Quel che è certo è che con The Road siamo lontanissimi da quei modelli, per esplicita intenzione dichiarata dal regista John Hillcoat, che ha voluto percorrere la strada in salita di un'autorialità necessaria a mantenersi fedele all'origine letteraria del plot, ossia l'omonimo romanzo di Cormac McCarthy, così presente nei dialoghi filosofici, quasi biblici del film.
Basti ricordare frasi come quella con cui il padre-Viggo Mortensen descrive il senso che ha per lui continuare a sopravvivere per garantire una speranza di vita al figlio decenne (il vero senso della storia): "Se non è lui il verbo di Dio, allora Dio non ha mai parlato". Oppure l'angosciata domanda che il (fin troppo) angelico Figlio-Kodi Smit-Mc Phee (notevole giovane attore debuttante) rivolge al padre dopo aver assistito a un truce episodio di cannibalismo fra uomini regrediti alla più nera barbarie, da noi riportata in apertura: "Noi non mangeremo mai nessuno, vero?", o "Siamo ancora noi i buoni? ".

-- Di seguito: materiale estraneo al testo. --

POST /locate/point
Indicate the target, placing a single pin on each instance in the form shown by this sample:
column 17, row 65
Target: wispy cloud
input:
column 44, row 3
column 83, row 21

Forse, dicevo, gli autori sentono l'odore gelido di un'incombente, potenzialmente non lontana fine del mondo, della "civiltà umana" come siamo soliti pensarla. La sentiamo e la esprimiamo (ognuno a modo proprio) in queste trame post-apocalittiche crepuscolari, in ambientazioni metropolitane buie e mefitiche, la cui cupezza ci aliena i favori del grande pubblico, che in USA pare abbia decretato il flop per il capolavoro di Hillcoat (diciamolo senza giri di parole, ché lo è e basta). Il quale, come sapete, per questo ha rischiato a lungo di essere un altro capolavoro invisibile da noi, salvato credo solo dal ricco cast (Mortensen, Charlize Theron, Robert Duvall, Guy Pearce) e dalla memoria del successo dei Coen con Non è un Paese per Vecchi (sempre da McCarthy).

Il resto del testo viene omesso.